Riassunto breve: l’input esterno non è sufficiente al bambino per acquisire la grammatica di un linguaggio potenzialmente infinito, quindi la grammatica deve essere innata.
L’APS è presentato da Chomsky non come un fatto empirico, ma come un teorema dimostrato logicamente, in cui l’implicazione finale (10) consegue correttamente dalla congiunzione delle premesse. Per fare questo, egli presenta le premesse come delle verità autoevidenti, mentre in realtà sarebbero in gran parte empiriche. Praticamente ognuno dei punti qui elencati, in formulazioni più o meno analoghe, è stato oggetto di feroci critiche da parte di studiosi che studiano le tematiche ivi evocate in modo empirico (dagli psicologi dell’infanzia ai matematici specializzati nell'intelligenza artificiale).
In che senso il linguaggio è infinito?
Cerchiamo di spiegare l'affermazione di Chomsky (2009: 25): «An elementary fact about the language faculty is that it is a system of discrete ininity». Per spiegarlo partiamo dal fenomeno dell’embedding delle relative, cioè la possibilità di inserire frasi relative dentro altre frasi, senza alcun limite teorico. Ad esempio, alla frase
Una ragazza, che Giovanni non aveva mai visto prima, è entrata nella stanza.
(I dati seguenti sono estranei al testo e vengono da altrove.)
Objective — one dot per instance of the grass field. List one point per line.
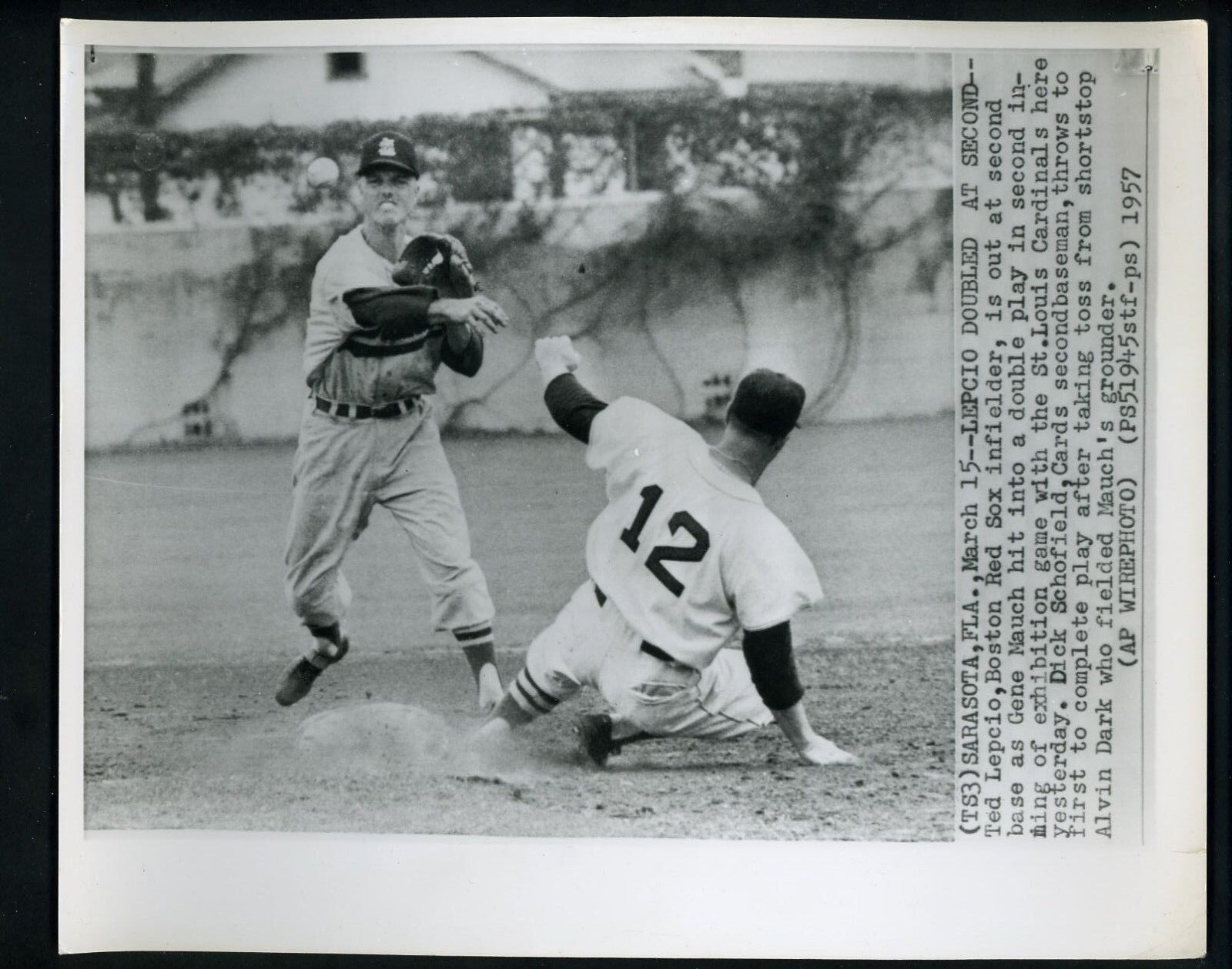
(188, 632)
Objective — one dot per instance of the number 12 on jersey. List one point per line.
(659, 554)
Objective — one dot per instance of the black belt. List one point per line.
(363, 410)
(650, 649)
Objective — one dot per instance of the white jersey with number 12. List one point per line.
(688, 552)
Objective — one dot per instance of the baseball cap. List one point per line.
(768, 402)
(387, 149)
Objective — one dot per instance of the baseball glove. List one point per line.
(439, 261)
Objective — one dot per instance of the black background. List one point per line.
(30, 384)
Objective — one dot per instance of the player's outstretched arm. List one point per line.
(773, 667)
(568, 402)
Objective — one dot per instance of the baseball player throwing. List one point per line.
(383, 316)
(684, 560)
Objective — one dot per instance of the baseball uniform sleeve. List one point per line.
(768, 575)
(628, 424)
(572, 406)
(330, 320)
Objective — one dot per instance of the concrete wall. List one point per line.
(162, 308)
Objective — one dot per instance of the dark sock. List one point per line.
(480, 657)
(332, 632)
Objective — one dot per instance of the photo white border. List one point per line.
(671, 898)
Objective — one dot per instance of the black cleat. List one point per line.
(595, 738)
(302, 673)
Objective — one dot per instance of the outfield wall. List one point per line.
(162, 309)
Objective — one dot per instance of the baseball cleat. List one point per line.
(595, 738)
(490, 690)
(302, 673)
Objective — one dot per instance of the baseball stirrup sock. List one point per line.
(530, 696)
(477, 647)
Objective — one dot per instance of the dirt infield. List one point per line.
(188, 630)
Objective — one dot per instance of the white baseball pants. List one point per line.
(591, 646)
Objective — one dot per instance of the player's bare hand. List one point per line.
(556, 356)
(477, 310)
(821, 753)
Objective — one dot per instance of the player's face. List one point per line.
(388, 196)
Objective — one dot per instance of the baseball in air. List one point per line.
(322, 172)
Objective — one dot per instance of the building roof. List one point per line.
(537, 73)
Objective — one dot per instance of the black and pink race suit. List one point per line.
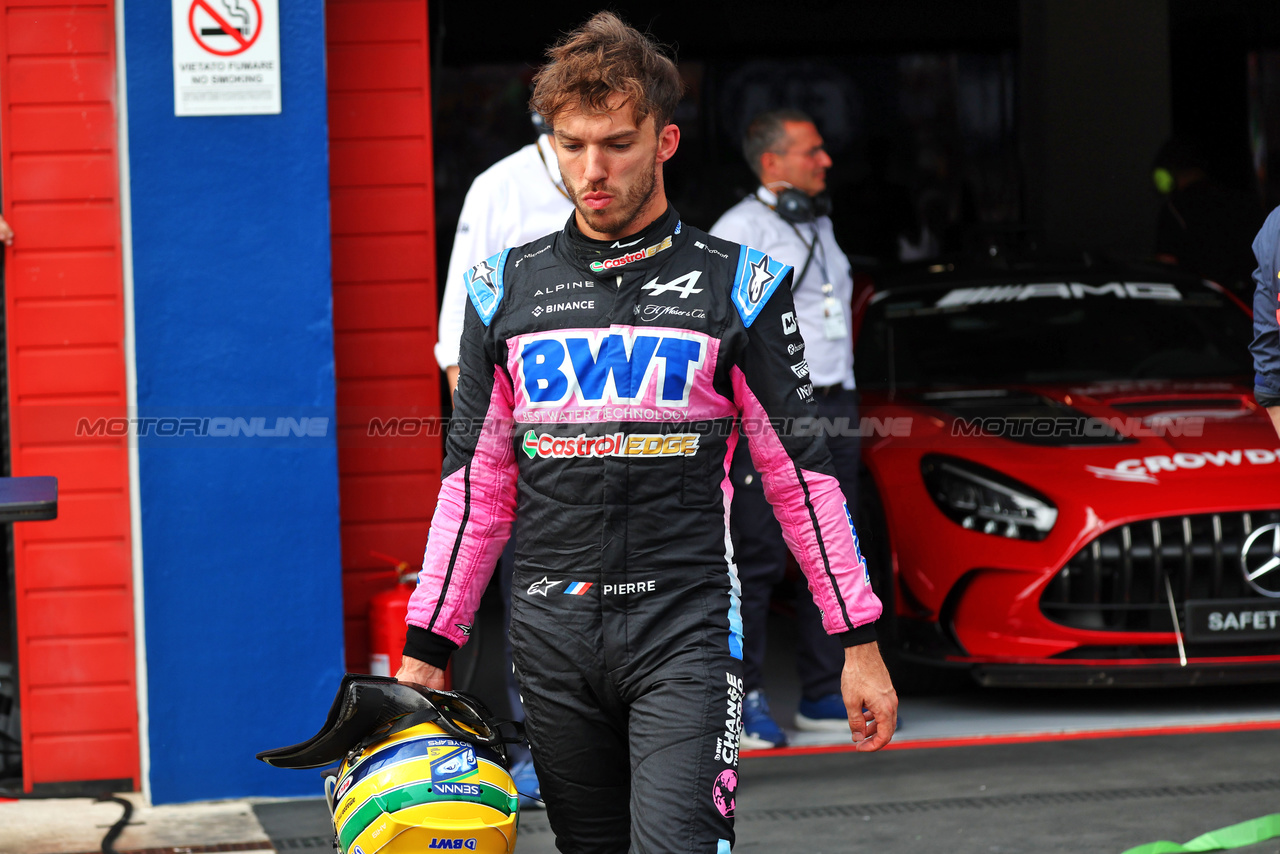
(603, 389)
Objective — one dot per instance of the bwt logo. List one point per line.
(609, 366)
(464, 789)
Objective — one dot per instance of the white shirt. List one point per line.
(754, 223)
(513, 201)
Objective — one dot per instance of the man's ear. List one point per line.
(668, 140)
(768, 164)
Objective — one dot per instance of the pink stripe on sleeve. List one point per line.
(816, 525)
(471, 525)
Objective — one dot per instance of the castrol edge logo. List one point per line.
(622, 260)
(613, 444)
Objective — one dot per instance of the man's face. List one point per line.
(803, 163)
(611, 167)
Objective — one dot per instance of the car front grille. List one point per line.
(1116, 583)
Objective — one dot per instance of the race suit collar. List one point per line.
(629, 252)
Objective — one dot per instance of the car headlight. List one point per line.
(983, 499)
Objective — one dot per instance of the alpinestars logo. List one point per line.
(760, 279)
(622, 260)
(542, 587)
(483, 273)
(684, 286)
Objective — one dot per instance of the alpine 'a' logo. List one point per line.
(684, 286)
(1260, 561)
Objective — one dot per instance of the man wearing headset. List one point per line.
(1266, 318)
(787, 218)
(604, 373)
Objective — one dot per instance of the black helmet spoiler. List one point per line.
(362, 704)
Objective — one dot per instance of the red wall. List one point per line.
(383, 290)
(65, 347)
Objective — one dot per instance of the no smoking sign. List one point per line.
(225, 56)
(228, 31)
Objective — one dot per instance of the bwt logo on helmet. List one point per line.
(609, 366)
(615, 444)
(464, 789)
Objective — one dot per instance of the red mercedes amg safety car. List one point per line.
(1068, 479)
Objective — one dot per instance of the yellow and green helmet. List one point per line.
(424, 790)
(421, 771)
è possibile aggiungervi una seconda relativa, ottenendo un doppio embedding:
Una ragazza, che Giovanni, il quale notoriamente aveva una buona memoria, non aveva mai visto prima, è entrata nella stanza.
Frasi molto lunghe o con embedding superiore a tre livelli si incontrano come artifici letterari (cfr. la frase di 1077 parole, che si espande per ben sei pagine, nel romanzo Der Tod des Vergil di H. Broch, vedi Karlsson 2010: 46), ma sono di fatto assenti dall'uso naturale (vedi i dati in Levinson 2014). Chomsky stesso discute la difficoltà (se non l’impossibilità) per il parlante di processare frasi con embedding multiplo, come la seguente:
The rat the cat the dog chased killed ate the malt.
Cioè, tradotto in italiano: "Il topo, che è stato ammazzato dal gatto, che è stato inseguito dal cane, ha mangiato il malto".
Chomsky & Miller (1963: 286) dicono che questa frase è «[...] surely confusing and improbable but it is perfectly grammatical and has a clear and unambiguous meaning». Chomsky (1965: 11) distingue tra la competenza linguistica, la quale permette di gestire frasi potenzialmente infinite e la performance, la quale è limitata e imperfetta, per motivi esterni (quali la limitatezza della memoria a breve termine, la mancanza di tempo, ecc.). Chomsky quindi dà per scontato che un parlante qualsiasi ha la capacità di processare una frase di lunghezza e complessità illimitate, indipendentemente dalle sue capacità intellettive, formazione scolastica, provenienza etnico-culturale ecc. Tale capcità è limitata solo nella pratica da fattori non dipendenti dalla grammatica mentale.
Cioè, sia un professore universitario, sia uno scaricatore di porto saranno in grado di processare in modo corretto una frase come quella riportata poco sopra. Si noti che non c'è bisogno di capire il significato delle parole che compongono tale frase, né di conoscere la materia di cui si tratta. Prendiamo un altro esempio:
Certain neutrino-less decay modes are kinematically allowed but forbidden in the Standard Model.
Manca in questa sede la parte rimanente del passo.